Reciprocity would ameliorate other problems as well, such as the FDA dragging its feet on the approval of important drugs and vaccines that have been given the green light elsewhere. For example, Bexsero, a vaccine to prevent meningitis B, was approved in 2013 by the European Union, Australia, and Canada but not by the FDA until 2015.

Another example was the long delay before the FDA’s 2015 approval of Fluad, a flu vaccine containing an adjuvant that boosts the immune response. It is used primarily in the elderly, whose immune response to flu vaccines typically is poor. Fluad has been used in Italy since 1997 and approved in more than three dozen countries. The 18‐year delay in availability in the United States undoubtedly caused many avoidable hospitalizations and deaths. 

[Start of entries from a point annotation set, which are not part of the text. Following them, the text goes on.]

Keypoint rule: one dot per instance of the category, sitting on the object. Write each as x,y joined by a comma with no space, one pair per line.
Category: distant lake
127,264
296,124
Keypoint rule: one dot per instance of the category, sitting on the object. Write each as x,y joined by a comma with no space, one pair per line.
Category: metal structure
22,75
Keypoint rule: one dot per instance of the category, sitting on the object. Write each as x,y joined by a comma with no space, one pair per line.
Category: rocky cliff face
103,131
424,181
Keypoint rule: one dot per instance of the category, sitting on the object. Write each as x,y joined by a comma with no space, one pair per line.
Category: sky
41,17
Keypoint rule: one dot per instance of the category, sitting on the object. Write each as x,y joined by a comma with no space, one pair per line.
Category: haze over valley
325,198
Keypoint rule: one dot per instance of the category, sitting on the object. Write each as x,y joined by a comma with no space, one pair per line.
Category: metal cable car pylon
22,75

There is another unobvious problem that reciprocity could help. There have been attempts by senior FDA officials to invent new standards for drug approval in addition to the statutory requirements of safety and efficacy. For example, the Agency denied approval of a drug, Arcoxia (etoricoxib, a cyclooxygenase (COX)-2 inhibitor for the relief of arthritis pain), because, they said, it needed to be shown to be superior to existing drugs to obtain approval. Such wandering off the reservation would be neutralized by reciprocity of approvals.

The stage is set for such an advance. The United States has been a leader in the deliberations of the International Conference on Harmonization of Technical Requirements for Registration of Pharmaceuticals for Human Use, which has led to harmonized standards among the FDA and its foreign counterparts. These countries now have a standardized dossier for seeking approval of new drugs, the U.S. accepts research conducted in other countries to support applications for the approval of new drugs and medical devices, and the FDA has established Current Good Manufacturing Practices for foreign production facilities. Thus, we’re already part of the way there.

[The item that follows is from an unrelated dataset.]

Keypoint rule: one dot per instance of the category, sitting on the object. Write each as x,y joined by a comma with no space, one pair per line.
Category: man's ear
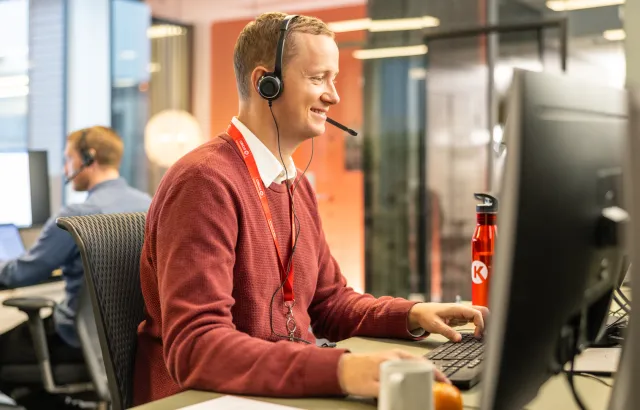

Although reciprocity of regulatory approvals of drugs would be a significant advance, it would create some dilemmas. For example, what happens to trials underway that were intended to obtain FDA approval if they were preempted by approval in a "reciprocating country?" Would the sponsor stop them? Similarly, what happens to a pending New Drug Application submitted to the FDA if a reciprocating country approves the drug? (On average, the FDA review takes more than two years.)

Finally, would drug companies stop filing applications for approval in the U.S. entirely and simply go to regulators in one or two of the reciprocating countries considered "easier” or faster? And if so, would that be good or bad for American consumers?

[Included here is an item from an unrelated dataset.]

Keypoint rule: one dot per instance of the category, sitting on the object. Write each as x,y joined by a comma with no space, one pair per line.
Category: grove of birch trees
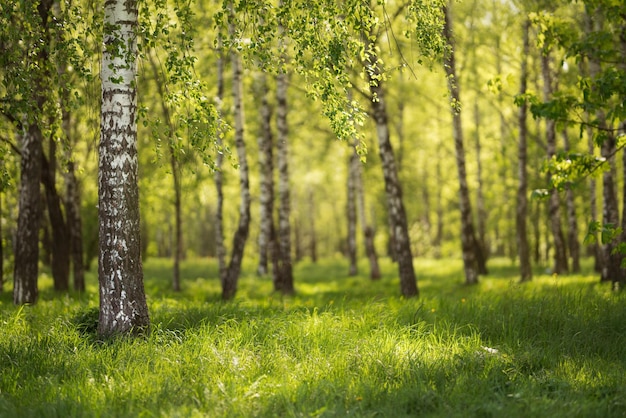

Admittedly, not all drug shortages would be addressed by reciprocity of approvals. The Senate report found that part of the problem is that 90% to 95% of generic sterile injectable drugs, heavily represented on the FDA’s shortage list, depend on starting materials from China and India. When he introduced the Senate report in March, Senator Peters warned that the U.S.'s over-reliance on foreign suppliers, especially those in China, "remains an unacceptable national security risk."  Still, reciprocity would help in the short term. As FDA Commissioner Dr. Frank Young, my old boss, used to say, “Walking on water wasn’t built in a day.”  (He was fond of mixing his metaphors.)

Americans must be assured of the availability of approved drugs and medical devices in the marketplace so that healthcare providers have more reliable inventory, experience fewer shortages, and more choices when shortages arise. Reciprocity of regulatory decisions would help to achieve that, and the White House and Congress should make it happen without delay. FDA Commissioner Califf should be urging them on.

Henry I. Miller, MS, MD, is the Glenn Swogger Distinguished Fellow at the American Council on Science and Health. His research focuses on public policy toward science, technology, and medicine, encompassing a number of areas, including pharmaceutical development, genetic engineering, models for regulatory reform, precision medicine, and the emergence of new viral diseases. Dr. Miller served for fifteen years at the US Food and Drug Administration (FDA) in a number of posts, including as the founding director of the Office of Biotechnology.